With his "America First" nationalist bravado, his recurring threats to abandon NATO, and his abrupt decision to pull out of Syria, Donald Trump has at least avoided the charge that he's a bloodthirsty neocon. Until now, judging by the reaction Monday when National Security Adviser John Bolton declined to rule out military action against Venezuela’s Nicolás Maduro.

The White House held a press briefing Monday to announce the implementation of new sanctions against the country’s state-run oil company PDVSA and to reaffirm support for opposition leader Juan Guaidó, whom the U.S. has recognized as the legitimate president of Venezuela. Asked whether the White House would consider escalating to military action, Bolton replied that “the president has made it very clear on this matter that all options are on the table.”

For many outlets, that response became the story’s headline. Talking heads reacted as though Bolton had signaled an immediate intervention—and were then given a serious boost when Twitter sleuths noticed that Bolton was carrying a notepad on which he’d written “5,000 troops to Columbia.”

Is Trump preparing to make yet another foreign policy heel turn? Should the president’s boosters start limbering up the old takes about making the world safe for democracy? Well, let’s not get too carried away just yet.

Before we go further, the usual presidential-prediction caveat: Donald Trump is impulsive and unpredictable and governs less by ideology than by whim, and that goes double for foreign policy.

That said, there are plenty of reasons to doubt that Bolton’s comments hearken a coming deluge. “All options on the table”? That’s total boilerplate, a classic spokesmanly non-answer—common in all administrations, and absolutely critical in one where the guy in charge seems to delight in contradicting his own mouthpieces.
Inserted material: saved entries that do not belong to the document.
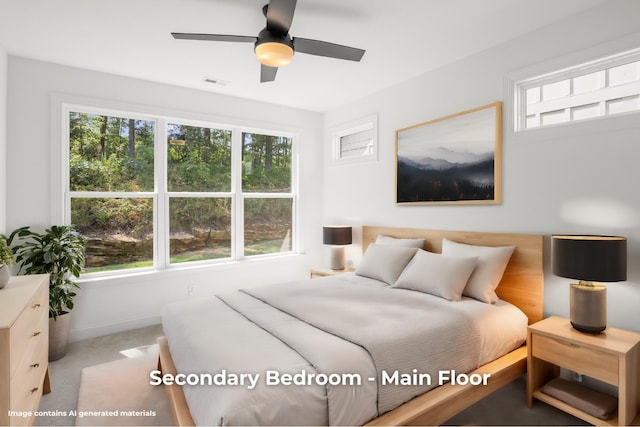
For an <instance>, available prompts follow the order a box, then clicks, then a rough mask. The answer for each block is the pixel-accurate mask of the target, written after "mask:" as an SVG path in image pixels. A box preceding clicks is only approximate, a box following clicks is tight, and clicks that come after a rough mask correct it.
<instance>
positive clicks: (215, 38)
mask: <svg viewBox="0 0 640 427" xmlns="http://www.w3.org/2000/svg"><path fill="white" fill-rule="evenodd" d="M171 35H172V36H173V38H175V39H179V40H205V41H214V42H248V43H255V42H256V40H257V39H258V38H257V37H251V36H232V35H229V34H193V33H171Z"/></svg>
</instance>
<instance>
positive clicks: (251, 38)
mask: <svg viewBox="0 0 640 427" xmlns="http://www.w3.org/2000/svg"><path fill="white" fill-rule="evenodd" d="M296 2H297V0H270V1H269V4H266V5H264V7H263V8H262V13H264V15H265V17H266V18H267V26H266V27H265V28H264V29H263V30H262V31H260V33H259V34H258V36H257V37H251V36H234V35H228V34H193V33H171V35H172V36H173V37H174V38H176V39H182V40H205V41H221V42H250V43H254V45H255V53H256V57H257V59H258V61H259V62H260V64H261V66H260V82H261V83H264V82H270V81H273V80H275V78H276V73H277V72H278V67H282V66H285V65H287V64H289V63H290V62H291V60H292V59H293V54H294V52H300V53H307V54H310V55H318V56H327V57H330V58H337V59H346V60H349V61H360V59H362V55H364V52H365V51H364V50H362V49H357V48H355V47H349V46H343V45H339V44H335V43H329V42H324V41H320V40H312V39H304V38H301V37H291V36H290V35H289V28H290V27H291V21H292V19H293V13H294V11H295V9H296Z"/></svg>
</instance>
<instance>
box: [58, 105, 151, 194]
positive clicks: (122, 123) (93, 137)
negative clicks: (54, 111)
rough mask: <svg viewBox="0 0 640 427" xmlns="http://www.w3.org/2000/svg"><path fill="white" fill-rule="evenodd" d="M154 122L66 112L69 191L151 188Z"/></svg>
mask: <svg viewBox="0 0 640 427" xmlns="http://www.w3.org/2000/svg"><path fill="white" fill-rule="evenodd" d="M154 125H155V123H154V122H153V121H150V120H136V119H131V118H124V117H111V116H106V115H98V114H87V113H76V112H70V113H69V184H70V189H71V191H153V188H154V168H153V166H154V154H153V147H154V145H153V140H154Z"/></svg>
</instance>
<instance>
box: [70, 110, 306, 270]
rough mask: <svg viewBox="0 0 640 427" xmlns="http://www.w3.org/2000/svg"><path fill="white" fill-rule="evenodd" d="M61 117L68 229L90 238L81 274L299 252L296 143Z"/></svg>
mask: <svg viewBox="0 0 640 427" xmlns="http://www.w3.org/2000/svg"><path fill="white" fill-rule="evenodd" d="M64 114H65V120H66V123H65V124H66V127H65V129H68V133H67V138H66V143H67V145H66V147H67V148H66V153H67V156H68V157H67V159H68V168H67V178H68V179H65V181H66V182H67V189H66V191H65V201H64V203H65V212H66V218H65V219H66V220H67V221H68V222H69V223H71V224H74V225H75V226H76V228H77V229H78V230H79V231H81V232H82V233H83V234H84V235H85V236H86V237H87V238H88V244H87V251H86V255H87V266H86V271H87V272H90V273H96V272H103V273H104V272H106V271H113V270H117V271H119V272H121V270H133V269H145V268H146V269H149V268H166V267H168V266H172V265H183V264H185V263H211V262H219V261H220V260H227V261H228V260H240V259H243V258H246V257H255V256H269V255H274V254H281V253H290V252H293V251H294V250H295V248H294V242H295V239H294V235H295V232H296V231H295V229H294V227H295V223H296V218H295V212H296V209H295V206H296V194H295V176H294V173H293V171H294V167H293V163H294V160H295V156H294V139H295V136H294V135H291V134H287V133H285V132H271V131H265V130H255V129H244V128H239V127H233V126H225V125H219V124H213V123H203V122H195V121H190V120H186V119H178V118H167V117H149V116H146V115H144V114H136V113H128V112H120V111H101V110H98V109H93V108H87V107H78V106H66V107H65V113H64ZM136 271H138V270H136Z"/></svg>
The “5,000 troops to Colombia” chicken scratch? Opinions vary—some have suggested Bolton showed the page deliberately to mess with Maduro—but suffice it to say that one hawkish adviser’s meeting notes do not a military invasion make.

It’s true that President Trump’s foreign policy record has been erratic—lurching between isolationist and interventionist poles with little warning. But this narrative obscures the fact that most of Trump’s “hawkish” moves have been cases of agreeing to maintain the status quo in conflicts he inherited, not launching America into totally new arenas of war.

Aside from the campaign against ISIS, the president’s only honest-to-God military escalation so far—air strikes he ordered against Bashar Assad’s regime in Syria in April 2017 and April 2018—was issued in response to chemical weapons attacks on civilians that were attributed to the Assad regime. Maduro, of course, has committed more than his share of human rights abuses. But the situation in Veneuzuela is complex—Maduro is backed by Russia and China—and thus far there is little appetite domestically or internationally for U.S. to intervene.

Could circumstances change in the future? Of course they could. That's the whole reason for the “all options” boilerplate: Venezuela is highly unstable, and no one knows how the struggle between Maduro and Guaidó will pan out. For now, though, everyone should feel free to breathe.